Napoli, laboratorio sociologico nel bene, nel male

Considerate Cenerentole del Tv system, le emittenti locali, nel bene e nel male, si rappresentano come presidi di attenzione a tutto campo e politicamente neutrali per quanto accade nell’intero territorio nazionale. Fanno eccezione, a causa di dipendenza coatta, quelle sostenute economicamente dai colossi del network, che inseriscono nei loro contratti pubblicitari il via libera per smistare parte degli spot a televisioni regionali e cittadine in cambio di totale condivisione della matrice politica dei ‘benefattori. Un clic incontrollato sui tasti del telecomando ha indotto a interesse. Canale 9, omonimo, ma ben altro rispetto al ‘9’ che accoglie il meglio degli esuli dalla Rai, ha trasmesso un esemplare racconto su Napoli, città delle meraviglie e del disagio, con un filo conduttore di forte coinvolgimento. Strada per strada, vico per vico, luci e ombre della città sono apparse nella dimensione neorealistica del buon cinema, di risposte schiette, espressione di genuina napoletanità di uomini e donne d’ogni età, di ogni status sociale, a domande non prevaricanti dell’intervistatore.  L’esito: un’analisi per nulla superficiale, priva di banalità e folklore, come solo osservatori napoletani sono abilitati a delineare. I precedenti: una mediocre lettura del bravissimo Augias, in quella circostanza di estraneo che ha osservato Napoli nel breve volgere di un fine settimana e la sontuosa rappresentazione di Alberto Angela, ma senza entrare nell’anima, nelle passioni, nelle gioie e dolori della città. L’operazione di Canale9 è stata un’introspezione-verità nell’intimo di un popolo che vive intensamente la Napoli pulsante di miserie e nobiltà. Ha sollecitato risposte delle big televisive, non superficiali, alla domanda sulla rappresentazione dominante di quanto accade nelle città, sulla loro carente e discriminante narrazione, interessata per decenni solo a limiti e difetti di capitale del Sud.

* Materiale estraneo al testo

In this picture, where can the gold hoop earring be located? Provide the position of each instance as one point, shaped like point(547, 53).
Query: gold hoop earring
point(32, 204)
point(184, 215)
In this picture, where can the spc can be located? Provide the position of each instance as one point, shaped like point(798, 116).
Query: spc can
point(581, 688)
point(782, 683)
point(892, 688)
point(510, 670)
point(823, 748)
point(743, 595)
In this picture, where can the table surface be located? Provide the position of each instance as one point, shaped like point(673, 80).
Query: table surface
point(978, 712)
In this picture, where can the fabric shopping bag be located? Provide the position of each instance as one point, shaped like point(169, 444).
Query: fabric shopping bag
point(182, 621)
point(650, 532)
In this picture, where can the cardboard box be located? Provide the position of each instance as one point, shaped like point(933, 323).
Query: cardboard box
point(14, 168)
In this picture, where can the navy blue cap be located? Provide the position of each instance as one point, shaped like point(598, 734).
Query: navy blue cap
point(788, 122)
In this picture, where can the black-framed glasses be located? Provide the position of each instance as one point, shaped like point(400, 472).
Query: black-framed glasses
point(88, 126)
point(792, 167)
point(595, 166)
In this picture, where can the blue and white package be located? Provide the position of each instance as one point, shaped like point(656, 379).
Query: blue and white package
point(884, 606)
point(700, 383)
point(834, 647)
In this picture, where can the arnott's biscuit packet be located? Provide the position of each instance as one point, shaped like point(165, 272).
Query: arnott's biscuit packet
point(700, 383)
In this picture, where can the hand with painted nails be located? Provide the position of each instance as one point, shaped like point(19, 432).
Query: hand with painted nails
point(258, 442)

Di che meravigliarsi se Napoli, leader mondiale della pizza, trova sconveniente l’incursione aggressiva di Briatore, che snatura il ruolo storico della ‘margherita’, raddoppia il suo costo popolare, seleziona culturalmente il personale e quasi chiede al personale di sala un master in ristorazione…Di che stupirsi se circola porta a porta l’idea di boicottare l’iniziativa della  pizza di lusso, così lontana dalla tradizione popolare, dalla generosità  della ‘pizza sospesa’ per chi non se la può permettere?

Estemporaneo partenopeo è anche il nigeriano, fenomeno del pallone, Victor Osimhen. Napoli lo accoglie come un figlio, gli riserva calore, stima, empatia. In azzurro merita sicuramente un dieci e lode, ma irriconoscente per quanto la città gli ha dato, forse per giovanile immaturità, annuncia l’addio. Mentre si dipana a stento la matassa dell’esodo, con scelte da ragazzo viziato sembra dicono che si goda i milioni di calciatore strapagato in discoteca. Caso bis di Maradona, genio del calcio gestito malissimo dal suo molto discutibile entourage? Ovvero, chi ha cura della maturità di Osimhen? Dubbio amletico. Meglio trattenerlo a Napoli o agevolarne l’addio?

Che dire dello studio in maniche di camicia della redazione sportiva Ski?

Ha ispirato il mini show televisivo di una battaglia navale al tempo dei pirati e sulle vele ha stampato solo i loghi di Inter, Milan e Juventus. Ha travestito il garbato Costacurta da paludato uomo di mare, che osserva l’orizzonte con un ridicolo cannocchiale. Il calcio, definito con enfasi “Il più grande spettacolo del mondo’, da tempo in Italia ha messo in atto l’autonomia differenziata della destra e il calcio, in una sua quota purtroppo consistente, conferma di essere al servizio del potere discrimina il Napoli ed esibisce il suo lato leghista.